The remote work culture during the two years of the pandemic enabled many employees to pursue other side projects easily. A survey by Kotak Institutional Equities revealed that 65 per cent of IT/ITeS respondents were pursuing part-time opportunities. But now that several firms, including IT companies, rolling back WFH, the debate has gained significance.
This comes on the back of IT companies battling record high attrition levels as they find it hard to attract and retain talent in an era where skilled employees are in high demand and the smallest difference of a perk can make an employee stay or leave.
Utthunga, a Bengaluru-based IT firm which does not allow moonlighting, says that their employment contract has a non-solicitation clause which prevents employees from directly or indirectly influencing any customer or affiliate of the firm, and also engaging in a manner that causes material disadvantage to the company. “This helps us prevent our employees from working for or sharing sensitive information with our competitors and customers for the duration of their employment here and for a period of two years after,” the firm’s HR Manager Rekha KK told Business Today.
Co-founder of Artha School of Entrepreneurship and former big basket HR head, TN Hari, argues in a post on LinkedIn that IT Services companies in India have long been used to billing their clients for the ‘time’ spent by employees on their accounts. “‘Time and materials’ contracts have been their Holy Grail. These contracts are very difficult to monitor or enforce in true spirit and can be misused by service providers. It has not been uncommon for services companies to bill their employees to multiple clients or use part of their time on activities unrelated to their clients’ interests. Because of rampant misuse, the underlying relationship is based on distrust, and clients have gone to extraordinary lengths to create mechanisms that prevent abuse.”
So, he questions how it can be fair for a service provider like Wipro to prevent that employee from doing what she wishes to do beyond the eight hours when a client pays the services provider for eight hours of an employee’s time.
On the other end of the spectrum is food ordering and delivery platform Swiggy which recently announced that it will allow its employees to take up gigs or projects outside of their regular employment at the company.
In a blog post on August 3, Yamini Koganti an HR professional who helped develop the policy at Swiggy, said: “The projects have been divided into two buckets A & B. List A projects are highly-sensitive, leveraging professional know-how.

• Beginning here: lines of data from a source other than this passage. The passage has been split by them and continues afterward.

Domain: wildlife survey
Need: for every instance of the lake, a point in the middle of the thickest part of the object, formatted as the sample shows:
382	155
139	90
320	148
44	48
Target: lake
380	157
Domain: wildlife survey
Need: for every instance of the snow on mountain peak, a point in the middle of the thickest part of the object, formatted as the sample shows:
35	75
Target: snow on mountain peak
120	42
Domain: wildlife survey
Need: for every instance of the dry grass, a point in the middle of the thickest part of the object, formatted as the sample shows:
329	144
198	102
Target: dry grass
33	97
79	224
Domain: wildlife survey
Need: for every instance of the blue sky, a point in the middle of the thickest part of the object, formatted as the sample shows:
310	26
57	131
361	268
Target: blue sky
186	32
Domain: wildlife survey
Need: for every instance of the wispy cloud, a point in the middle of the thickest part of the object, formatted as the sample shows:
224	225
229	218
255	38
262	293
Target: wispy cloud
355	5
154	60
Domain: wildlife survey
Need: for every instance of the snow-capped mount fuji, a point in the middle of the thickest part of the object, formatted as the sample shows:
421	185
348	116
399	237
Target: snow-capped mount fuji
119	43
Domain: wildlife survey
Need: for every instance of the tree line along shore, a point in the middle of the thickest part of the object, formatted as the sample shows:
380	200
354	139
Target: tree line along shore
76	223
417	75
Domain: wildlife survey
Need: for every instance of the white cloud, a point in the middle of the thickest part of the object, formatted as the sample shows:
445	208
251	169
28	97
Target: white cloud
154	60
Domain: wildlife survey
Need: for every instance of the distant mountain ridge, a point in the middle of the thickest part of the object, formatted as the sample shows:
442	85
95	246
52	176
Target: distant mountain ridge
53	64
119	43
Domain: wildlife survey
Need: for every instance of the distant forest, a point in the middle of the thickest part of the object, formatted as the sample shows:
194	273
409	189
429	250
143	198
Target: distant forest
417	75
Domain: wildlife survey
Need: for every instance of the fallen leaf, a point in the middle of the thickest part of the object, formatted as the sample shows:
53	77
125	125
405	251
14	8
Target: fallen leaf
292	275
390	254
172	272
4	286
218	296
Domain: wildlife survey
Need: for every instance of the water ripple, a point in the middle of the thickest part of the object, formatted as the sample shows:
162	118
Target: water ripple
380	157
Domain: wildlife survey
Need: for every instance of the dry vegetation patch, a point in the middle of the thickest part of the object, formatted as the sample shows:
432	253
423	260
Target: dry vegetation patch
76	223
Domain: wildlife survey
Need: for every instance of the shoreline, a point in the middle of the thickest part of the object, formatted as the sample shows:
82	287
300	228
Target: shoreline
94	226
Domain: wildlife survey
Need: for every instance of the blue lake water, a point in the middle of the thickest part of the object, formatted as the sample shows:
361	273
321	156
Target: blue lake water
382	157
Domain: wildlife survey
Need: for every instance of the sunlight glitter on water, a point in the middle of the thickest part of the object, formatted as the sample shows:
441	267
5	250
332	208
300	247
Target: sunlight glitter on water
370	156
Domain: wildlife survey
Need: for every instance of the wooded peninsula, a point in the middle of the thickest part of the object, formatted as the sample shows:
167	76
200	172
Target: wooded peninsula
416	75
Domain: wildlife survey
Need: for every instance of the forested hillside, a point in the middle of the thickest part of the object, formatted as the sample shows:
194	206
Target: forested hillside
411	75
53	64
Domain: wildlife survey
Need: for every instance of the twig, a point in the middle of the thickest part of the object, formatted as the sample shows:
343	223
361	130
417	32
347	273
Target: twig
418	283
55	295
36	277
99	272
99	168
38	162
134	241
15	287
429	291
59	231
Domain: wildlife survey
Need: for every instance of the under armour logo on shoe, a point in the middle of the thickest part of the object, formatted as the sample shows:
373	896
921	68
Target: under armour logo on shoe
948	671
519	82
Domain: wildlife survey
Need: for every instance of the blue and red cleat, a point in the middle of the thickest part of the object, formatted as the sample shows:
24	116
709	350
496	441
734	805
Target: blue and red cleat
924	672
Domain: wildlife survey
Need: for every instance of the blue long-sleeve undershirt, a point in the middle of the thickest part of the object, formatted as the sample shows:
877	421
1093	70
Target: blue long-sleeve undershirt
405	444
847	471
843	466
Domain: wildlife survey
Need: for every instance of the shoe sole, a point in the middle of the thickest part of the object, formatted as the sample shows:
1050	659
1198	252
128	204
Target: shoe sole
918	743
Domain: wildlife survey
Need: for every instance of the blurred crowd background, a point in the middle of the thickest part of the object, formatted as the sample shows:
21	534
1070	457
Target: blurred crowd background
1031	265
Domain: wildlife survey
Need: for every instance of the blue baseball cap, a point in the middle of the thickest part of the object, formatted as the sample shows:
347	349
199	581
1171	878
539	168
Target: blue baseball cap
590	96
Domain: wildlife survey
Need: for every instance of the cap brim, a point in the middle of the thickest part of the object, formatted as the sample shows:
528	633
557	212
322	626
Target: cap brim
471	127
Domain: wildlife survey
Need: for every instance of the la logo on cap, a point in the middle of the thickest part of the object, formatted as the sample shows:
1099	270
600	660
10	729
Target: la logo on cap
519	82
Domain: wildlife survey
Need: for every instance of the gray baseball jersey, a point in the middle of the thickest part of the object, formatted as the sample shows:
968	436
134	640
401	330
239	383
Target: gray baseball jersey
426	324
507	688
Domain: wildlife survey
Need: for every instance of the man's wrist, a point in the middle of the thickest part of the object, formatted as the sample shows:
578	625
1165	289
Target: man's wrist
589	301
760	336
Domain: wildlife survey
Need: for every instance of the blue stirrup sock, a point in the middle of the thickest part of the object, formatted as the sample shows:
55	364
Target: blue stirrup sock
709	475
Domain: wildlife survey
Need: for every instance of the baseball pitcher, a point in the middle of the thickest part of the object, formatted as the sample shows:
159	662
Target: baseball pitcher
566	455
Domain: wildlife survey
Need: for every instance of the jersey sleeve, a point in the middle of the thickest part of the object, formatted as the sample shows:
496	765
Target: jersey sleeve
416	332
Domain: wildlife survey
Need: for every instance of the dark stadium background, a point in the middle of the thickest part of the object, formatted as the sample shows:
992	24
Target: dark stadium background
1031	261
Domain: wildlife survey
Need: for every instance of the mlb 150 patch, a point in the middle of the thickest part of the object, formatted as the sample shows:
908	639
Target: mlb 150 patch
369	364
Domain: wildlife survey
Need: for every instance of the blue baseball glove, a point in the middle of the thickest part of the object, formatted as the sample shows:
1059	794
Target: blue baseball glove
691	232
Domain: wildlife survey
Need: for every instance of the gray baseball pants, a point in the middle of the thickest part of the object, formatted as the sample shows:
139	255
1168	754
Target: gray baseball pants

List B are projects that fall under the space of interests and hobbies, that are non-professional in nature.” The employee will have to declare a few necessary details so that the team can greenlight the project,” she had said.
And some IT industry stalwarts also see benefits in it. Tech Mahindra’s MD & CEO CP Gurnani said at the Business Today India@100 Economy Summit in New Delhi on Friday that the issue was not rampant and that the company will probably make a policy around this. "Frankly, I am going to make it a policy that if you want to do it (moonlighting), be open about it, share.”
And smaller IT firms like Utthunga are waiting to pick up the signals of how the IT bellwethers are addressing ‘moonlighting’ in a post-WFH but flexibility-centric world of work to make an informed decision for themselves. “If this were to become a norm for the industry, then there would need to be strict policies in place to prevent conflict of interest, loss of productivity and the disclosure of sensitive or exclusive information,” Rekha KK told Business Today.